Feature: PCP Integration

This is a follow-up from the PCP research.

Goals

Install & enable metrics collection (with PCP)
- uses PackageKit insta-installer (also see demo — click on the "Enable" link)
Show overall health (see related Health feature page)
- based on metrics & heuristics
- simple awareness of common issues based on predefined rulesets (in-page, while visiting the machine in Cockpit)
- quick-fixes where possible
- explain fixes when quick-fixes are not possible (quick summary; link for more details)
Visualize resource usage
- current: show system utilization
- current: show resource hogging processes
- historical: high-level review of recent metrics

Possible future goals

Notifications sent via email or SMS (using existing tooling; nothing custom in Cockpit)
Notifications via browser push mechanism

Non-goals

Customizable dashboard
Detailed metrics view

Stories

Current issue: Troubleshooting a problematic process

Charlie Brown is a PHP developer at a Blockhead Industries, an all-in-one web company that helps businesses set up & maintain sites. Some customers have custom PHP code running and others use WordPress. In addition, all customers have access to several tools, such as phpMySQL and phpfm.
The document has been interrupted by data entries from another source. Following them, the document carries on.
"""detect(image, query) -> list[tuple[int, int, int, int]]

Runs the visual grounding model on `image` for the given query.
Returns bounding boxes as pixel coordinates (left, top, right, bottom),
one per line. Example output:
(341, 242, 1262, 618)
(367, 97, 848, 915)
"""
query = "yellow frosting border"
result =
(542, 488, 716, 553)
Most of the time, things are fine.

Twice a week, Charlie is "on call" and needs to fix customer issues. Today, a customer who runs a restaurant is trying to upload this week's menu as a PDF... but the website isn't working. Charlie needs to figure out what's wrong.

Charlie signs into Cockpit on the public-facing upload server. He begins to debug:

Did someone change something recently? Charlie checks the audit logs from session recording and discovers nothing was changed.
Is the service running? Charlie looks at services, filters for "Apache" and sees HTTPD is running.
Is it the firewall? Charlie looks at networking, sees the firewall is running, clicks to view the firewall rules, and checks HTTP — ports 80 and 443 (for SSL) are allowed and open.
Charlie happens to look at the system stats and sees that CPU load is quite high. "What's causing that?" he wonders.

After glancing at the CPU graph for the past 6 hours, he sees a spike 4 hours ago from a process and finds out phpfm hung due to an NFS mount going down.

Charlie remounts the NFS share, restarts Apache, and contacts the customer.

Recent issue: Inspecting non-current events

Marcie Carlin works with Charlie in the IT department and heard from a co-worker over lunch that the webserver has been slow to respond in the evenings for the past few days.

Back at her desk, Marcie logs into the webserver through Cockpit. There are no current problems, and system load looks fine. She clicks on the history link and views a summary of what has happened recently.

Aha! There is an indexing process with a high CPU load that's kicked off during 6 pm every day. After a bit of snooping in the console, she discovers the crontab was modified and someone made a typo. The indexing was supposed to run on the weekends at 6 am, not every day at 6 pm.

Notification of issues: Incidental investigation

Lucy van Pelt is a system admin who has been using Cockpit for the past several months at work. She signed in to Cockpit to create a new account for a co-worker.

After signing in, she notices the Samba service has been using a bunch of CPU for the past 6 hours.

Using Cockpit, she's able to restart the offending Samba service and continue creating her co-worker's account.

Design

Challenges

Having a bunch of graphs may be useful for gauging overall system performance, but it's difficult to correlate various aspects of the system and tie that to system processes.
It's also usually difficult to get a good idea about the relationship of CPU, RAM, and IO usage.
Scrolling horizontally is problematic.
Navigating charts via shrinking the timeline or pagination are both problematic.
Most charts do not have a way to show top offenders, which is what many administrators want to see and quickly understand.
Many admins use customization for special views to figure out things as a work-around to how awful system-level graphs are.